Since the days of the Cold War, North Korea has learned that “calculated adventurism” brings not retaliation, but offers of negotiation from the United States, said James Person, an expert on North Korea at the Woodrow Wilson International Center.

The launch was no doubt designed, as well, to help North Korean leader Kim Jong-il — aged and reportedly battling a series of illnesses — assert strength and control on the eve of an important political conference there.

But maybe the most worrisome thing about the North Korean rocket launch was how relentlessly predictable it was, said Bruce Bechtol, an analyst at the U.S. Marine Corps Command and Staff College.

“You can take this to the bank,” he said. The world “will see another ballistic missile launch in the next few months” by North Korea. “They have advanced their missile capabilities.”

No matter who occupied the Oval Office for the last 20 years, North Korea has not altered its basic objectives, said Nicholas Eberstadt, a scholar at the American Enterprise Institute.

North Korea maintains its security as a totalitarian state by advancing as a nuclear power, and by filling its treasury with the aid it can extort from worried nations like China, South Korea and the U.S., and with the cash it gets selling warhead and missile technology to other countries, like Iran.

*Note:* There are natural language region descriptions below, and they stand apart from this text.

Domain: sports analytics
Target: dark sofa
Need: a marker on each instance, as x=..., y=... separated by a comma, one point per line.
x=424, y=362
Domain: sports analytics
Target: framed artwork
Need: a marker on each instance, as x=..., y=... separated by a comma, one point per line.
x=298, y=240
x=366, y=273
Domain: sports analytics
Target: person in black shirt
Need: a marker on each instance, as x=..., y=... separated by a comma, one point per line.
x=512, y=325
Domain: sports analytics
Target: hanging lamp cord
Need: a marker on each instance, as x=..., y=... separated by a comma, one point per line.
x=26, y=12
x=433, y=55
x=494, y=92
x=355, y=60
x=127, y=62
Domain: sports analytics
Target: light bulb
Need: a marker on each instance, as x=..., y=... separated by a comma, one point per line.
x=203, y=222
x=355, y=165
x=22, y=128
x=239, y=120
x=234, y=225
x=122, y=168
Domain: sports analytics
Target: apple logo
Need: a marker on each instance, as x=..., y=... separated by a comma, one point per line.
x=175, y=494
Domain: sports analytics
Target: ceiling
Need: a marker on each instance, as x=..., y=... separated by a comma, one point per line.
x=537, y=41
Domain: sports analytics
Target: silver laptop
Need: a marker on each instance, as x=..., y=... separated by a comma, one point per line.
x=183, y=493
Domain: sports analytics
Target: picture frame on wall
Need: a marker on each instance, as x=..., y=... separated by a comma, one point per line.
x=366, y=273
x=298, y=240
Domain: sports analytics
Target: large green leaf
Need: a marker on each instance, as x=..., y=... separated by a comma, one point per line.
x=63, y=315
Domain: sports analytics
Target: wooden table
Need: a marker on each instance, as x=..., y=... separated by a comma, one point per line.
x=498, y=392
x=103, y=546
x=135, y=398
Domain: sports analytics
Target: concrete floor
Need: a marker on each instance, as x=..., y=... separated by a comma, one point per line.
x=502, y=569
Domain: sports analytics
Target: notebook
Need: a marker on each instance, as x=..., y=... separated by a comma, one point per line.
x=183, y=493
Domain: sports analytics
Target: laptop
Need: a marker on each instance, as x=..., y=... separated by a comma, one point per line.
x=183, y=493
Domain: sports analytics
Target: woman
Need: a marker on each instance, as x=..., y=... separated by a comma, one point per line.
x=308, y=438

“Selling this missile to Iran means revenues in the hundreds of millions,” Bechtol said. North Korea “has proliferated almost every kind of ballistic missile in its arsenal to Iran.”

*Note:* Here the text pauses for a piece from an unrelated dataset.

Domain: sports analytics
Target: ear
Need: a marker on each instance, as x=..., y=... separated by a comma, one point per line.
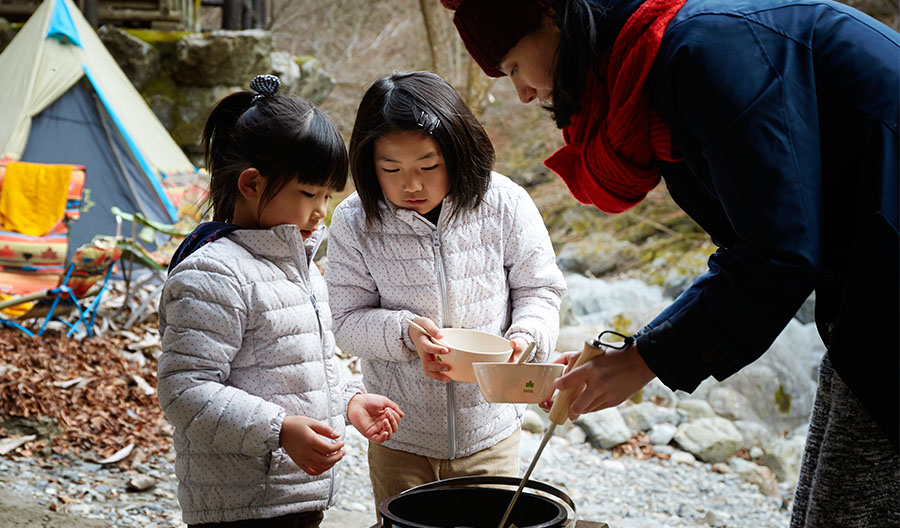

When Syria ran a clandestine nuclear power program in recent years (the one that was destroyed by an Israeli air strike) “the critical factor” in its development “seems to have been North Korean assistance,” said Leonard Spector, an analyst with the Monterey Institute and proliferation expert.

Knowing the formidable nuclear and conventional military force that North Korea could direct against South Korea if provoked, the Obama administration’s own military options are limited; none of the U.S. allies in the region, at this point, want to risk war. The U.S. could have destroyed the Taepodong rocket before it was launched — it sat at the launch site for days — but then would have lost the valuable information the Pentagon gained on North Korean capabilities when tracking its flight.

The launch came when the administration is still reviewing its strategy for Korea, and has several key jobs to fill, concerning northeast Asia, at the Pentagon and State Department.

The immediate American response to the launch, on Capitol Hill and among some in the administration, was disappointment with China, which has subsidized the North Korean economy in recent years and has a history as an ally going back to the days of the Korean War.

“There is growing frustration in Washington with China,” Person said. But, he said that while China has “more leverage … than any other nation, its leverage over North Korea is still quite limited.”

The Chinese leadership has its hands full with the transformation of its economy and the global recession. Sharing a long border with North Korea, it values stability above other goals. An outbreak of war or famine or civil chaos on the Korean peninsula could send thousands of refugees fleeing across the border and disrupt China’s development.

The North Koreans know all this. “China’s leverage is not as strong as those in Washington like to think,” Person said.

But while “China is increasingly … stretched very thin,” it still may have the best chance at governing North Korean behavior, said John Park, a scholar at the United States Institute for Peace. Punishing China for North Korean sins could be counterproductive. “If there is a view that North Korea got away with this because China coddled them it’s going to complicate things.”

Indeed, driving a wedge between the U.S. and China — “playing off Washington against Beijing” — could be one of North Korea’s primary goals, said Columbia University’s Joel Wit.

Because of North Korea’s troublesome role spreading nuclear and missile technology, and the advances it is making, the major powers need to act now, in concert and aggressively, as if they were “fighting a malignant tumor,” Wit said.

“Taking diplomatic aspirin is really not going to solve this problem,” he said.